The audio landscape in linux is obviously a mess.  Sorry.  That doesn't mean that you can get away with supporting one of the panoply of sound mechanisms available.  Use PortAudio or OpenAL or something if you possibly can, so that you can leave the work of choosing whether to try pulse or ALSA or OSS or Jack or whatever to someone else.

Please test your applications with more than one sound plugin.  Try it with dmix and dsnoop, try it with pulse, and try it with at least a USB sound device and an internal sound card.  It would probably be good to try it with more than one kind of internal sound card, too, since the drivers apparently vary a lot.

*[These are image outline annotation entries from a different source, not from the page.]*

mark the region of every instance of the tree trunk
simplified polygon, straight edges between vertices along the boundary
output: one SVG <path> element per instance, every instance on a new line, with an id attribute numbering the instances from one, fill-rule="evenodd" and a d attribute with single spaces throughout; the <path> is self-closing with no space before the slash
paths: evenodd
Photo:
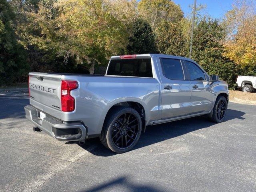
<path id="1" fill-rule="evenodd" d="M 92 65 L 90 68 L 90 74 L 94 74 L 94 64 L 95 63 L 95 60 L 93 60 Z"/>

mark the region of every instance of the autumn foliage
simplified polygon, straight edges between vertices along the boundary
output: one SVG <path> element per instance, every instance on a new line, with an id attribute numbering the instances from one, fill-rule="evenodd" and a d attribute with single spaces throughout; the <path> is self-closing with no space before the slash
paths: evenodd
<path id="1" fill-rule="evenodd" d="M 0 85 L 29 71 L 103 73 L 112 55 L 188 57 L 191 14 L 171 0 L 0 0 Z M 256 75 L 256 6 L 234 0 L 223 19 L 198 5 L 192 59 L 234 87 Z M 18 75 L 16 75 L 18 74 Z"/>

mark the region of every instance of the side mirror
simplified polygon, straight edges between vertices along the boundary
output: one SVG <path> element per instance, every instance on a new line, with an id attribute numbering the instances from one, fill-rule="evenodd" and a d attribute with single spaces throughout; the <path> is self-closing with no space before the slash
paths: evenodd
<path id="1" fill-rule="evenodd" d="M 211 82 L 215 82 L 219 80 L 219 76 L 216 75 L 212 75 L 210 76 L 210 81 Z"/>

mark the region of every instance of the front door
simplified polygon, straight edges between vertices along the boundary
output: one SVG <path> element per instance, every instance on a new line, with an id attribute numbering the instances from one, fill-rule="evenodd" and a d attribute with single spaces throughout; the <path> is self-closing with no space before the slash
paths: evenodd
<path id="1" fill-rule="evenodd" d="M 192 92 L 190 114 L 209 111 L 212 105 L 214 92 L 206 75 L 196 64 L 184 61 Z"/>
<path id="2" fill-rule="evenodd" d="M 161 118 L 186 115 L 190 106 L 191 86 L 185 77 L 184 65 L 179 59 L 160 59 L 163 75 L 161 76 Z"/>

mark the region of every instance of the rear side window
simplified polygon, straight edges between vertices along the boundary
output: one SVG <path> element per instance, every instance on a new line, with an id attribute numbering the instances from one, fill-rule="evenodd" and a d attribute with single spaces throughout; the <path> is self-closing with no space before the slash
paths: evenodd
<path id="1" fill-rule="evenodd" d="M 110 60 L 107 74 L 153 77 L 151 60 L 150 58 Z"/>
<path id="2" fill-rule="evenodd" d="M 186 61 L 186 67 L 191 80 L 205 80 L 204 73 L 194 63 Z"/>
<path id="3" fill-rule="evenodd" d="M 166 77 L 170 79 L 184 80 L 184 74 L 180 60 L 162 58 L 163 73 Z"/>

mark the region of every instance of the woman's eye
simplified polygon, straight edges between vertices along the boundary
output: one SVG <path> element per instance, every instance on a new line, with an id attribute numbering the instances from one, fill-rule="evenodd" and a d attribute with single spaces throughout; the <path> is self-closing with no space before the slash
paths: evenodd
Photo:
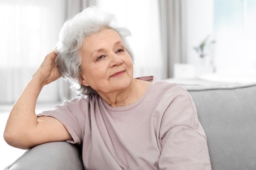
<path id="1" fill-rule="evenodd" d="M 116 53 L 120 52 L 123 52 L 123 49 L 119 49 L 118 50 L 116 51 Z"/>
<path id="2" fill-rule="evenodd" d="M 97 58 L 96 60 L 102 60 L 104 57 L 105 57 L 105 56 L 98 56 L 98 57 Z"/>

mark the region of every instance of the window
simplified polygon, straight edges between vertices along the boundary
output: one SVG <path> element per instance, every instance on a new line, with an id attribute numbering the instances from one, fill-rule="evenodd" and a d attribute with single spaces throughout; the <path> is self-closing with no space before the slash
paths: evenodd
<path id="1" fill-rule="evenodd" d="M 217 72 L 256 69 L 256 1 L 215 0 Z"/>
<path id="2" fill-rule="evenodd" d="M 0 103 L 14 102 L 54 49 L 65 5 L 62 0 L 0 0 Z M 56 83 L 49 85 L 39 101 L 57 100 L 57 89 Z"/>

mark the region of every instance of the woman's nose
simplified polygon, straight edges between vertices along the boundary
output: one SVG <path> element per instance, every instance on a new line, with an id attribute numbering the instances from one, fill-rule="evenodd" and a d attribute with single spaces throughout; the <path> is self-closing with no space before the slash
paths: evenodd
<path id="1" fill-rule="evenodd" d="M 116 54 L 113 54 L 111 55 L 111 61 L 110 65 L 111 67 L 118 66 L 120 65 L 123 63 L 123 60 L 121 57 Z"/>

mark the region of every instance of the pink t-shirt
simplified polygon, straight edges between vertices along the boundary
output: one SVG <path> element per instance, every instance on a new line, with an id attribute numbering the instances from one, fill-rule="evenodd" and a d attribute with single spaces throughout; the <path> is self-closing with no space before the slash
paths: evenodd
<path id="1" fill-rule="evenodd" d="M 155 77 L 141 79 L 152 82 L 130 105 L 112 107 L 99 96 L 80 96 L 40 116 L 66 126 L 69 142 L 82 146 L 87 169 L 211 169 L 190 94 Z"/>

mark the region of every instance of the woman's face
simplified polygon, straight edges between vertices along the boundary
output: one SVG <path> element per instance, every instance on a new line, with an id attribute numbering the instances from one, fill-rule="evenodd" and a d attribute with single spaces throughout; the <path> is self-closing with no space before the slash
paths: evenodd
<path id="1" fill-rule="evenodd" d="M 132 82 L 133 61 L 116 31 L 106 29 L 87 37 L 80 52 L 81 84 L 100 95 L 123 90 Z"/>

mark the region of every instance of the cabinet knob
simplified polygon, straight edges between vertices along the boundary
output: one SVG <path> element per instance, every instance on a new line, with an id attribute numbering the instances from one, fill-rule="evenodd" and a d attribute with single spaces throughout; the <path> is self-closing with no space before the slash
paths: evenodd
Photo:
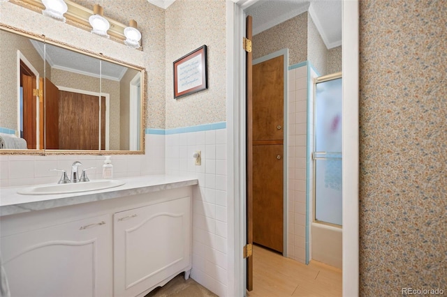
<path id="1" fill-rule="evenodd" d="M 129 220 L 129 219 L 131 219 L 132 218 L 135 218 L 136 216 L 137 216 L 137 214 L 135 213 L 134 215 L 127 215 L 126 217 L 124 217 L 124 218 L 120 218 L 118 219 L 118 222 L 124 221 L 126 220 Z"/>
<path id="2" fill-rule="evenodd" d="M 80 230 L 84 230 L 84 229 L 86 229 L 87 228 L 90 228 L 91 227 L 101 226 L 101 224 L 105 224 L 105 222 L 101 221 L 101 222 L 99 222 L 98 223 L 93 223 L 93 224 L 86 224 L 85 226 L 82 226 L 80 228 L 79 228 L 79 229 Z"/>

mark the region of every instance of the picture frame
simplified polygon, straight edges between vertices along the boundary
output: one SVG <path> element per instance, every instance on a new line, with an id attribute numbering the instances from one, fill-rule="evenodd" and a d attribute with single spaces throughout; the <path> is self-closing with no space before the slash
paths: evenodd
<path id="1" fill-rule="evenodd" d="M 173 68 L 175 99 L 208 89 L 206 45 L 175 61 Z"/>

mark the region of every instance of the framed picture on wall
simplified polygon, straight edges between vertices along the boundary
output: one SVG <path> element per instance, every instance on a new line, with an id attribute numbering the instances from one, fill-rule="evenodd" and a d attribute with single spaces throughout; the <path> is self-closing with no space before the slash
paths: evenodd
<path id="1" fill-rule="evenodd" d="M 174 98 L 207 88 L 207 46 L 202 45 L 174 61 Z"/>

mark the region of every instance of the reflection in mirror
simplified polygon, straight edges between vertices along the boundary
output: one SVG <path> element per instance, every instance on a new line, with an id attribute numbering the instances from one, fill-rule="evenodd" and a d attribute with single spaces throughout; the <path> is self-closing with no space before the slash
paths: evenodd
<path id="1" fill-rule="evenodd" d="M 0 147 L 43 149 L 44 60 L 24 36 L 0 30 Z M 33 40 L 43 46 L 41 41 Z"/>
<path id="2" fill-rule="evenodd" d="M 0 34 L 2 148 L 142 151 L 142 68 Z"/>

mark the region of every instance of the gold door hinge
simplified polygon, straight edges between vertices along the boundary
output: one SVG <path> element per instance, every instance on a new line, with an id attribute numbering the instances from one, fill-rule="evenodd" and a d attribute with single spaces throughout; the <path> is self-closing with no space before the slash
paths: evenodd
<path id="1" fill-rule="evenodd" d="M 43 91 L 42 91 L 42 89 L 33 89 L 33 96 L 42 98 L 43 97 Z"/>
<path id="2" fill-rule="evenodd" d="M 253 245 L 249 243 L 244 247 L 244 259 L 248 258 L 253 254 Z"/>
<path id="3" fill-rule="evenodd" d="M 242 47 L 244 50 L 245 50 L 245 52 L 251 52 L 251 40 L 244 37 Z"/>

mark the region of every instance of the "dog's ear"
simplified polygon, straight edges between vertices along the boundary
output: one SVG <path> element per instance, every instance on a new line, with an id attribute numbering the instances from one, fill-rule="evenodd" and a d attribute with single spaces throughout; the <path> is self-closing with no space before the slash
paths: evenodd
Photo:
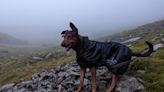
<path id="1" fill-rule="evenodd" d="M 65 32 L 66 32 L 66 31 L 62 31 L 62 32 L 61 32 L 61 35 L 64 35 L 64 34 L 65 34 Z"/>
<path id="2" fill-rule="evenodd" d="M 76 26 L 72 22 L 70 22 L 69 25 L 70 25 L 72 31 L 74 31 L 74 32 L 76 32 L 76 34 L 78 34 L 78 29 L 76 28 Z"/>

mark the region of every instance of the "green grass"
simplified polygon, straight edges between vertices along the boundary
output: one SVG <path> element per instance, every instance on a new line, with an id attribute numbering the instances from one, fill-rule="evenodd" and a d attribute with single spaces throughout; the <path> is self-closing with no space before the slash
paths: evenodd
<path id="1" fill-rule="evenodd" d="M 139 73 L 137 70 L 145 70 L 145 73 Z M 144 92 L 163 92 L 164 48 L 154 52 L 151 57 L 137 58 L 134 60 L 129 67 L 128 74 L 145 81 Z"/>
<path id="2" fill-rule="evenodd" d="M 42 61 L 32 60 L 32 56 L 45 56 L 52 52 L 55 56 Z M 21 80 L 31 78 L 31 75 L 48 69 L 54 69 L 74 61 L 74 53 L 66 54 L 61 48 L 50 48 L 40 50 L 32 54 L 26 54 L 25 57 L 17 59 L 3 59 L 0 62 L 0 86 L 7 83 L 18 83 Z"/>

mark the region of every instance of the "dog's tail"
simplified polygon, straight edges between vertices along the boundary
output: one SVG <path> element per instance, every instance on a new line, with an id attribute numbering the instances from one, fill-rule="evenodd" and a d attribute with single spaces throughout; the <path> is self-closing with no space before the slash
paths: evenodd
<path id="1" fill-rule="evenodd" d="M 149 46 L 149 49 L 146 51 L 146 52 L 140 52 L 140 53 L 132 53 L 132 56 L 136 56 L 136 57 L 147 57 L 147 56 L 150 56 L 151 53 L 154 51 L 154 48 L 153 48 L 153 44 L 146 41 L 145 42 L 148 46 Z"/>

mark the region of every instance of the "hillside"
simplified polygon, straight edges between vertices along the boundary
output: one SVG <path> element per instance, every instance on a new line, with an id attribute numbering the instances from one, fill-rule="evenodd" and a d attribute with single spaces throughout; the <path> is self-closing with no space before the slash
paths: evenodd
<path id="1" fill-rule="evenodd" d="M 99 38 L 99 40 L 122 42 L 127 39 L 138 37 L 138 36 L 143 37 L 144 39 L 145 38 L 151 39 L 155 35 L 160 34 L 160 33 L 164 33 L 164 20 L 145 24 L 143 26 L 139 26 L 132 30 L 101 37 Z"/>
<path id="2" fill-rule="evenodd" d="M 131 40 L 137 37 L 139 39 Z M 163 39 L 164 20 L 146 24 L 112 36 L 102 37 L 100 40 L 122 42 L 134 52 L 138 52 L 147 48 L 144 43 L 146 40 L 152 42 L 155 46 L 164 44 Z M 51 58 L 46 59 L 45 57 L 49 53 L 51 53 Z M 39 60 L 34 60 L 34 56 L 35 59 L 37 57 Z M 23 83 L 24 80 L 30 80 L 33 74 L 35 75 L 42 71 L 49 73 L 48 71 L 51 71 L 51 69 L 56 70 L 61 68 L 61 66 L 70 64 L 70 62 L 74 61 L 74 58 L 75 54 L 73 52 L 64 53 L 59 47 L 40 50 L 22 58 L 8 58 L 0 62 L 0 86 L 6 83 Z M 52 74 L 52 71 L 50 73 Z M 142 79 L 145 86 L 144 92 L 163 92 L 164 47 L 157 48 L 151 57 L 135 59 L 131 63 L 126 75 Z"/>
<path id="3" fill-rule="evenodd" d="M 19 40 L 11 35 L 0 32 L 0 44 L 22 45 L 26 43 L 26 41 Z"/>

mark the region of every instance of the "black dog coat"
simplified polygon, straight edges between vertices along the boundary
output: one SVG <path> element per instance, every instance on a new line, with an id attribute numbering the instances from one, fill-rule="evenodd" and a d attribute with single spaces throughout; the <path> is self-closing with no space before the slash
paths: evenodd
<path id="1" fill-rule="evenodd" d="M 132 51 L 117 42 L 97 42 L 84 38 L 84 50 L 77 53 L 77 63 L 82 67 L 106 66 L 114 74 L 123 74 L 128 64 L 113 68 L 121 62 L 131 60 Z"/>

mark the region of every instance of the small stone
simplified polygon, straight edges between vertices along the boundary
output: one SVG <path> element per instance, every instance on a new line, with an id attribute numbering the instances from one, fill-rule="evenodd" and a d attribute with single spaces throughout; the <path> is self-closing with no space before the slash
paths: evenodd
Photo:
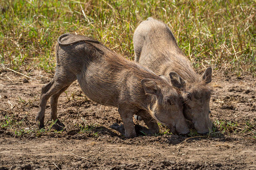
<path id="1" fill-rule="evenodd" d="M 20 166 L 20 167 L 22 168 L 22 169 L 32 169 L 31 165 L 30 165 L 30 164 L 28 164 L 28 165 L 23 164 Z"/>
<path id="2" fill-rule="evenodd" d="M 24 78 L 22 80 L 22 82 L 23 82 L 23 83 L 28 83 L 28 80 L 27 79 Z"/>

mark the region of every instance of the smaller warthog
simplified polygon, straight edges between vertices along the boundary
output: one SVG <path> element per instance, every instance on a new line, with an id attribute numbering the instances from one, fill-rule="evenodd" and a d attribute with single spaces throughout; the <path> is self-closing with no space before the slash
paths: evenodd
<path id="1" fill-rule="evenodd" d="M 183 91 L 183 113 L 198 133 L 212 128 L 209 118 L 212 68 L 199 75 L 177 45 L 169 27 L 149 18 L 142 22 L 133 39 L 135 61 L 157 74 L 168 78 L 172 84 Z"/>
<path id="2" fill-rule="evenodd" d="M 90 38 L 66 33 L 57 42 L 55 75 L 42 90 L 36 117 L 39 128 L 44 126 L 48 99 L 51 96 L 51 118 L 56 120 L 60 95 L 77 79 L 92 100 L 118 108 L 127 138 L 136 136 L 134 114 L 142 117 L 152 134 L 159 132 L 156 120 L 173 133 L 189 131 L 182 113 L 180 92 L 163 78 Z M 56 124 L 64 126 L 59 120 Z"/>

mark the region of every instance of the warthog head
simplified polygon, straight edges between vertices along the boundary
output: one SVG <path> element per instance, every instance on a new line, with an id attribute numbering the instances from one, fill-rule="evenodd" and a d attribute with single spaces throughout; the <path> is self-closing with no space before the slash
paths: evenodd
<path id="1" fill-rule="evenodd" d="M 141 82 L 146 94 L 153 95 L 152 105 L 148 108 L 151 116 L 172 133 L 188 133 L 180 92 L 167 82 L 164 84 L 156 84 L 150 79 L 143 79 Z"/>
<path id="2" fill-rule="evenodd" d="M 212 81 L 212 68 L 208 68 L 200 77 L 200 82 L 185 82 L 176 73 L 170 73 L 172 83 L 184 89 L 183 114 L 192 122 L 198 133 L 205 134 L 212 129 L 212 123 L 209 118 L 210 112 L 209 103 L 211 90 L 207 84 Z"/>

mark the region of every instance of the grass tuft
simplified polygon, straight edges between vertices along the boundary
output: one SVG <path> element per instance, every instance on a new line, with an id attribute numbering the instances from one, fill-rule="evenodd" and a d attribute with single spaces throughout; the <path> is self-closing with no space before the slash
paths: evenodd
<path id="1" fill-rule="evenodd" d="M 24 1 L 0 2 L 0 62 L 19 71 L 52 73 L 57 38 L 65 32 L 99 40 L 125 57 L 148 17 L 167 23 L 195 67 L 255 74 L 254 1 Z"/>

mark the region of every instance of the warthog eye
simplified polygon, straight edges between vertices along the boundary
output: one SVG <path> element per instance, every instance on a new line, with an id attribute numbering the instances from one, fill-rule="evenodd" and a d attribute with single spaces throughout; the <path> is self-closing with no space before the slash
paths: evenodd
<path id="1" fill-rule="evenodd" d="M 191 93 L 188 92 L 188 94 L 187 95 L 187 99 L 189 99 L 190 100 L 192 100 Z"/>
<path id="2" fill-rule="evenodd" d="M 172 105 L 172 103 L 171 102 L 171 100 L 170 99 L 167 99 L 167 103 L 170 104 L 170 105 Z"/>

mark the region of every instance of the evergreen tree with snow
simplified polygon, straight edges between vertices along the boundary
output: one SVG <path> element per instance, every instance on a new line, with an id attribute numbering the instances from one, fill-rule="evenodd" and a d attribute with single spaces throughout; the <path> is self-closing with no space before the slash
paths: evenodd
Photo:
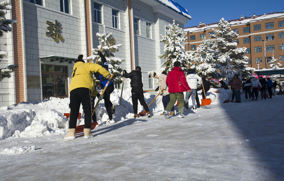
<path id="1" fill-rule="evenodd" d="M 98 39 L 101 42 L 101 45 L 98 45 L 97 48 L 92 49 L 93 55 L 87 57 L 87 59 L 92 60 L 94 63 L 96 63 L 97 58 L 99 57 L 97 63 L 101 64 L 102 61 L 100 57 L 98 55 L 101 46 L 102 46 L 101 52 L 105 56 L 107 63 L 108 63 L 108 71 L 111 74 L 113 74 L 112 80 L 115 83 L 120 83 L 122 82 L 121 78 L 122 77 L 123 69 L 120 65 L 124 59 L 116 57 L 115 53 L 119 51 L 120 47 L 122 46 L 122 44 L 112 45 L 113 39 L 112 33 L 107 34 L 105 31 L 105 26 L 103 26 L 103 33 L 99 34 L 97 33 L 96 36 L 98 37 Z M 96 82 L 96 84 L 98 84 L 99 81 Z"/>
<path id="2" fill-rule="evenodd" d="M 165 35 L 161 35 L 162 39 L 160 40 L 160 42 L 165 44 L 165 53 L 159 56 L 159 58 L 166 59 L 162 66 L 165 66 L 164 71 L 168 72 L 174 67 L 174 63 L 179 61 L 181 63 L 182 69 L 185 70 L 189 63 L 189 55 L 182 44 L 187 38 L 183 32 L 183 29 L 179 27 L 179 24 L 175 24 L 175 20 L 168 26 L 169 28 L 165 30 Z"/>
<path id="3" fill-rule="evenodd" d="M 269 67 L 270 68 L 279 68 L 282 65 L 280 63 L 277 62 L 276 64 L 275 64 L 275 62 L 277 60 L 277 59 L 275 58 L 274 55 L 272 56 L 272 59 L 268 62 L 270 64 Z"/>
<path id="4" fill-rule="evenodd" d="M 4 32 L 8 32 L 12 30 L 10 25 L 17 23 L 17 20 L 7 20 L 5 18 L 7 14 L 7 10 L 11 10 L 12 6 L 10 5 L 10 2 L 4 1 L 0 2 L 0 37 L 3 36 Z M 5 56 L 7 56 L 8 53 L 6 51 L 0 50 L 0 61 Z M 0 68 L 0 81 L 4 78 L 10 77 L 10 73 L 13 72 L 17 65 L 10 65 L 5 68 Z"/>
<path id="5" fill-rule="evenodd" d="M 214 42 L 212 40 L 203 40 L 195 51 L 188 51 L 192 65 L 197 73 L 201 73 L 206 78 L 219 78 L 222 74 L 218 72 L 221 66 L 216 63 L 218 53 L 212 49 Z"/>
<path id="6" fill-rule="evenodd" d="M 235 74 L 242 77 L 251 75 L 254 68 L 247 66 L 248 57 L 244 55 L 246 48 L 237 48 L 234 40 L 238 34 L 231 30 L 228 21 L 222 18 L 218 24 L 217 29 L 213 29 L 211 37 L 213 39 L 212 49 L 219 52 L 216 63 L 220 65 L 219 73 L 226 79 L 232 79 Z"/>

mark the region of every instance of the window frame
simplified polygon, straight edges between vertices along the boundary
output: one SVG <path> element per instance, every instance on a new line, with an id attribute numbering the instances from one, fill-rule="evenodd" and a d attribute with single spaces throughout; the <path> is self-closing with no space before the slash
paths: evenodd
<path id="1" fill-rule="evenodd" d="M 253 30 L 254 31 L 259 31 L 261 30 L 261 25 L 260 24 L 254 25 L 253 26 Z"/>
<path id="2" fill-rule="evenodd" d="M 137 20 L 137 22 L 135 22 L 135 20 Z M 134 34 L 137 35 L 140 35 L 140 20 L 138 18 L 135 18 L 133 20 L 133 24 L 134 28 Z M 138 32 L 138 33 L 137 33 Z"/>
<path id="3" fill-rule="evenodd" d="M 113 12 L 116 12 L 117 15 L 113 15 Z M 120 19 L 119 11 L 115 9 L 111 10 L 111 15 L 112 19 L 112 28 L 119 29 L 120 27 Z"/>
<path id="4" fill-rule="evenodd" d="M 152 39 L 151 24 L 149 22 L 146 22 L 146 33 L 147 38 Z"/>
<path id="5" fill-rule="evenodd" d="M 262 47 L 261 46 L 254 47 L 254 52 L 259 53 L 262 52 Z"/>
<path id="6" fill-rule="evenodd" d="M 274 22 L 265 23 L 265 30 L 270 30 L 274 29 Z"/>
<path id="7" fill-rule="evenodd" d="M 95 4 L 96 4 L 97 5 L 99 6 L 99 10 L 96 9 L 95 7 Z M 102 7 L 102 5 L 98 4 L 96 2 L 94 2 L 94 4 L 93 4 L 93 12 L 94 12 L 94 20 L 93 20 L 93 22 L 96 22 L 97 23 L 100 23 L 101 24 L 101 7 Z M 98 15 L 99 15 L 99 17 L 98 17 Z M 98 21 L 98 18 L 99 18 L 99 21 Z"/>

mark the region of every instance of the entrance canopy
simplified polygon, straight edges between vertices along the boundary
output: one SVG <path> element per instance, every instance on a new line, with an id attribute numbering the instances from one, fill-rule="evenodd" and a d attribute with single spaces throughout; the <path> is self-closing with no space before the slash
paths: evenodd
<path id="1" fill-rule="evenodd" d="M 50 61 L 59 61 L 60 62 L 68 62 L 69 63 L 74 63 L 77 58 L 69 58 L 59 56 L 48 56 L 47 57 L 39 58 L 40 61 L 47 60 Z"/>
<path id="2" fill-rule="evenodd" d="M 254 72 L 259 75 L 279 75 L 280 77 L 284 77 L 284 68 L 267 68 L 255 70 Z"/>

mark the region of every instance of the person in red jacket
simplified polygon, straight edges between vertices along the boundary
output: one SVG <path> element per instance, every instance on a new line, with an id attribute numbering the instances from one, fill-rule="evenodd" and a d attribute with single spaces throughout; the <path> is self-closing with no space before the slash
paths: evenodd
<path id="1" fill-rule="evenodd" d="M 187 91 L 190 93 L 191 89 L 187 84 L 185 73 L 181 69 L 181 62 L 178 61 L 175 62 L 173 70 L 167 74 L 165 81 L 166 85 L 168 87 L 170 100 L 164 111 L 164 116 L 166 118 L 168 118 L 168 110 L 172 109 L 177 99 L 179 101 L 178 118 L 184 118 L 183 114 L 185 104 L 183 92 Z"/>

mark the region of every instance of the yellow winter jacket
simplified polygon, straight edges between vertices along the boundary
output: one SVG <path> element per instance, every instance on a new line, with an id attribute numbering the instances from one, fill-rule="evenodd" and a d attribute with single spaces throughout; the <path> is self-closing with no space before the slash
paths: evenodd
<path id="1" fill-rule="evenodd" d="M 106 78 L 108 78 L 110 76 L 108 71 L 99 64 L 78 61 L 74 64 L 73 67 L 69 92 L 71 92 L 77 88 L 86 87 L 92 91 L 93 97 L 96 96 L 98 93 L 94 86 L 94 79 L 92 72 L 98 72 Z"/>

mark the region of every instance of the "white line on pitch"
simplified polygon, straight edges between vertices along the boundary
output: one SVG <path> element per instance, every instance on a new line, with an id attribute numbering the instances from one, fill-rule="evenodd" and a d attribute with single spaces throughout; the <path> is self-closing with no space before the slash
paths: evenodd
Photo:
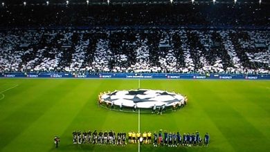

It would also be good if some of you could start talking to the infrastructure guys and maybe agree on some kind of standard for telling applications where their audio should go.  We have $DISPLAY for a reason; there are plenty of times when the "default" isn't really the default.

To You Poor Users

If you possibly can, stick to just one sound card in Linux.  I did that for a while and it worked OK.  It's obviously possible to go beyond that, but depending on what kind of card you're getting, you might have problems.

One trick I've learned is that if you want to exclusively use something other than your onboard sound card, you can disable the onboard card in the BIOS.  This is a lot more reliable than telling Linux to do it, and you can still get the benefits of linux thinking that your other sound card is the "default", which somehow gets various bits of ALSA mixing magic applied to it, which I don't think I've figured out all of yet.

Hopefully by 2010 all of these concerns will be moot, though.  The Linux world has been moving shockingly fast in every other area; maybe it's time for audio to catch up.